Wie die Journalistin Aya Velázquez heute auf X (früher Twitter) mitteilte, ist ihr von einem ehemaligen Mitarbeiter bzw. Mitarbeiterin des Robert Koch-Instituts, der oder die an sie herantrat, "der komplette Datensatz aller Sitzungsprotokolle des RKI-Krisenstabs, von 2020 bis 2023, ungeschwärzt, inklusive 10 GB Zusatzmaterial" zugespielt worden.

Velázquez ist seit der Corona-Pandemie publizistisch tätig und war zwischenzeitlich (von November 2020 bis März 2021) nach eigenen Angaben auch ehrenamtlich für die Redaktion der Publikation "Demokratischer Widerstand" tätig. Seit März 2021 bestehe zur Redaktion des DW kein Kontakt mehr, teilt Velázquez mit.

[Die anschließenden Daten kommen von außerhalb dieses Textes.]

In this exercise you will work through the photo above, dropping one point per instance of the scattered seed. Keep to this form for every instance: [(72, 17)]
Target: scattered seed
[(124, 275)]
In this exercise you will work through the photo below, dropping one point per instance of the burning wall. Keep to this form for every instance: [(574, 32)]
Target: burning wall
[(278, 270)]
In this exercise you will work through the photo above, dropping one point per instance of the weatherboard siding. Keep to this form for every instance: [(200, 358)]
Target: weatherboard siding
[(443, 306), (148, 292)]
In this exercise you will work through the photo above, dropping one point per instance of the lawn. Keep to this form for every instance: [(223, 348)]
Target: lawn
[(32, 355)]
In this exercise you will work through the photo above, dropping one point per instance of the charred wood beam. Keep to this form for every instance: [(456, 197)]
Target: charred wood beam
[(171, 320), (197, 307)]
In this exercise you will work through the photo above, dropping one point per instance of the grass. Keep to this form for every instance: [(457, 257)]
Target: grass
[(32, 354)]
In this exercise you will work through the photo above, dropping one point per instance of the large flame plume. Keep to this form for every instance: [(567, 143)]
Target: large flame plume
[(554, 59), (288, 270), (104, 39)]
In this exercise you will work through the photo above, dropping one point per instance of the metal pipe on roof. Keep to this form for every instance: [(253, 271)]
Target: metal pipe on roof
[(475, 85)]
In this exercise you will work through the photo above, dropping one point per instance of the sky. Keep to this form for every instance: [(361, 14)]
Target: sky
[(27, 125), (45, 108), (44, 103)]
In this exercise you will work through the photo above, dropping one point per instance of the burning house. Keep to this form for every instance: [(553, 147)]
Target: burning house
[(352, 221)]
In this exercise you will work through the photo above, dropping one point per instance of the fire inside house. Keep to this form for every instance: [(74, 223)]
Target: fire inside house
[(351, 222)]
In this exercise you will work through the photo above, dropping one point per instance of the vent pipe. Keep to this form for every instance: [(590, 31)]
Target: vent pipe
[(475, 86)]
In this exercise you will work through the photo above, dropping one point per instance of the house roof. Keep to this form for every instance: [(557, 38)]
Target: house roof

Das Blatt wird vom Verein "Koordinationsstelle Demokratischer Widerstand" herausgegeben, der Corona-Demonstrationen organisierte und Teil der "Querdenker"-Bewegung ist. Velázquez hat Telepolis unter anderem kritisiert, weil sie als "Aktivistin" bezeichnet wurde.

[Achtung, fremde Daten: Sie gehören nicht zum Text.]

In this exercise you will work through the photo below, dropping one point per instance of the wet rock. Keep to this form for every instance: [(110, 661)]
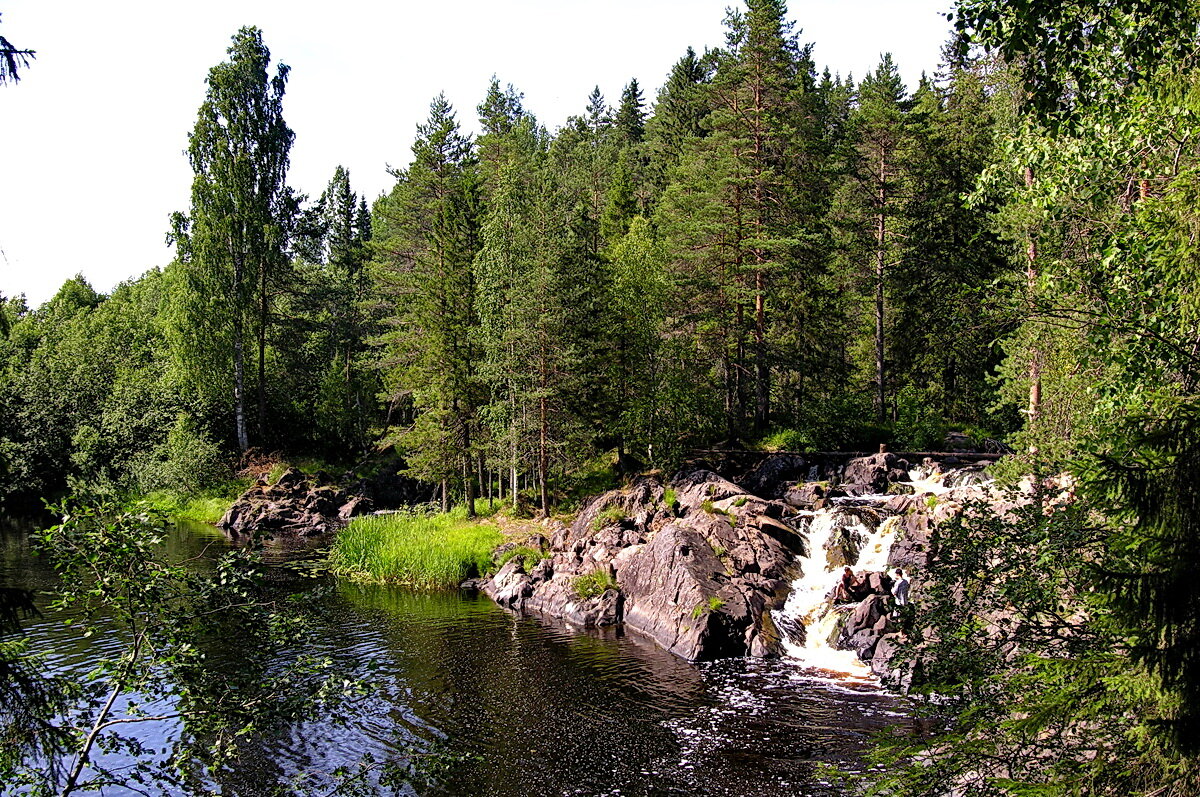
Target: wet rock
[(805, 496), (772, 475), (699, 577)]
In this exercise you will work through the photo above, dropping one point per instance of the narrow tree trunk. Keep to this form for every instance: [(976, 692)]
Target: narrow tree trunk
[(1031, 277), (880, 265), (239, 365), (543, 457), (262, 351), (762, 377)]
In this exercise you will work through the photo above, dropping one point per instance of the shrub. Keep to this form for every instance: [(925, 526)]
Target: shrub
[(787, 439), (707, 607)]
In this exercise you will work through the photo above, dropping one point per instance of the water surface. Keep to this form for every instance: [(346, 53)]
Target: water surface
[(515, 706)]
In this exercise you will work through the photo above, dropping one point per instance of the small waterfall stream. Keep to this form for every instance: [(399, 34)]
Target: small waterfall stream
[(856, 532)]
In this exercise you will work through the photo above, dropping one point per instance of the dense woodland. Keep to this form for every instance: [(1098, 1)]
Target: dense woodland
[(763, 253)]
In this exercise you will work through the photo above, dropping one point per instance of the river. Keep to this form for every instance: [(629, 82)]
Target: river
[(520, 707)]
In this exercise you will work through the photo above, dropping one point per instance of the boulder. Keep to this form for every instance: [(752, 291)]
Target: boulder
[(771, 477), (875, 472), (294, 507), (699, 577)]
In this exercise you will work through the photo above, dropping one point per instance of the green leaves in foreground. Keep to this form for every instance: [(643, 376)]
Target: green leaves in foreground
[(173, 635), (1021, 669)]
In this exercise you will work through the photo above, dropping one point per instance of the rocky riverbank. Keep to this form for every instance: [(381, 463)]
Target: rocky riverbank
[(702, 563)]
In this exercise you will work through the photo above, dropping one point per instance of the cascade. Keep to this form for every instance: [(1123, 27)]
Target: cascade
[(851, 532)]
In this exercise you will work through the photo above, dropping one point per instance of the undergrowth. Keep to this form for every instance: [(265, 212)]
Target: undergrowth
[(421, 551)]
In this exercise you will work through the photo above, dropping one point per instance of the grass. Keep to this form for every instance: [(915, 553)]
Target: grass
[(421, 551), (205, 508), (593, 585), (532, 556)]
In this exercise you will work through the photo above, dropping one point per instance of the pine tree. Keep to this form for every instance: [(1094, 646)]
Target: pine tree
[(630, 119), (879, 131), (426, 239)]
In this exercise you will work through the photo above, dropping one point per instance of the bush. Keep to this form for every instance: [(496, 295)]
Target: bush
[(787, 439), (609, 516)]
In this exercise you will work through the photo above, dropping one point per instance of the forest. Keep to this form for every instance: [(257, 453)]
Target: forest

"Wir beenden das Drama um die Schwärzungen der #RKIProtokolle an dieser Stelle", so Velázquez in ihrem Posting, in dem sie mehrere Download-Links bekannt gibt.

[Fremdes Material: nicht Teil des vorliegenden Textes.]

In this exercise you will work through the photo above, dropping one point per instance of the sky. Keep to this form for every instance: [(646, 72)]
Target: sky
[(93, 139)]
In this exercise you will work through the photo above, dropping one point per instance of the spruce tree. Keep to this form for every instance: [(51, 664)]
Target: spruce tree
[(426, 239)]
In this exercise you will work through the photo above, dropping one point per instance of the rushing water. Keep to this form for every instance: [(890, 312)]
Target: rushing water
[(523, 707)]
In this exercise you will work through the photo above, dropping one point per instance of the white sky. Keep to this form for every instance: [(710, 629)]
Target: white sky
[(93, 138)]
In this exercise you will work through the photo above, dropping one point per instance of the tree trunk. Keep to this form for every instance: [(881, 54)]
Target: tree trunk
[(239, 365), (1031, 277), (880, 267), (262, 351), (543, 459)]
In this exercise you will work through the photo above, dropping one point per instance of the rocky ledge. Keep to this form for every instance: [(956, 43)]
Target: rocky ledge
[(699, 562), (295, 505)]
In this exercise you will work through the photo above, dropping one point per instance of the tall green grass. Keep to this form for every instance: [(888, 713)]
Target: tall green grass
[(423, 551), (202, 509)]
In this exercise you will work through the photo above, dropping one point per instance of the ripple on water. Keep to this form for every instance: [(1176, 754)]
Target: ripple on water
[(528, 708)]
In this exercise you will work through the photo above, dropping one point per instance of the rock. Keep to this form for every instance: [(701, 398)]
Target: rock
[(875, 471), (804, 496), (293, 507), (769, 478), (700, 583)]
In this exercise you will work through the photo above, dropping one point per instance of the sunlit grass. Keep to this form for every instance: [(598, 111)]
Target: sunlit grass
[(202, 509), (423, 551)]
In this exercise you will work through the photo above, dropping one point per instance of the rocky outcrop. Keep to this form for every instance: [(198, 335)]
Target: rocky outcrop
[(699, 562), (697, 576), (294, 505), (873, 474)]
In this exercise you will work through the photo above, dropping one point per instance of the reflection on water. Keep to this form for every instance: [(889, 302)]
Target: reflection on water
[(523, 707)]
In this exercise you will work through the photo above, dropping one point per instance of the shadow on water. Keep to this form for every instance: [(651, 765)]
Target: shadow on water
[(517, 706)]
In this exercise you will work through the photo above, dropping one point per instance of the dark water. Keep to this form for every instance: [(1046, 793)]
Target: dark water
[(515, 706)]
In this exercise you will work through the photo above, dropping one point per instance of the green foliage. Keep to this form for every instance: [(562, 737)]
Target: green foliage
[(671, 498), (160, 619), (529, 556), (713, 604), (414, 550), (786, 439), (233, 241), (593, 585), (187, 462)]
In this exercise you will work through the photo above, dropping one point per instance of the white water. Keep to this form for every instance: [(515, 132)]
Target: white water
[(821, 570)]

Die Authentizität der Dokumente steht noch zur Überprüfung an, doch ein Vergleich mit den zuvor veröffentlichten geschwärzten Protokollen dürfte Aufschluss geben. Es gilt wie immer der Vorbehalt, dass in Zeiten wie diesen vieles möglich ist. Interessant wird sein, wie auch Unterstützer der Corona-Maßnahmen auf das neue Material reagieren.

Sie stehen damit unter wachsenden öffentlichen Druck. Den Kritikern ist neues Material zugewachsen.

Wissenschaftliche Evidenz und politische Maßgaben

Die ungeschwärzten Protokolle stützen allem Anschein nach – der Verfasser dieses Beitrags hat das Material bisher nicht in Ruhe gesichtet und beruft sich hier auf erste Reaktionen seitens derjenigen, die bereits Einsicht genommen haben – die Grundthese der Kritiker der Corona-Maßnahmen, wonach nicht die wissenschaftliche Evidenz für die Verhängung der Maßnahmen ausschlaggebend war, sondern politische Maßgaben.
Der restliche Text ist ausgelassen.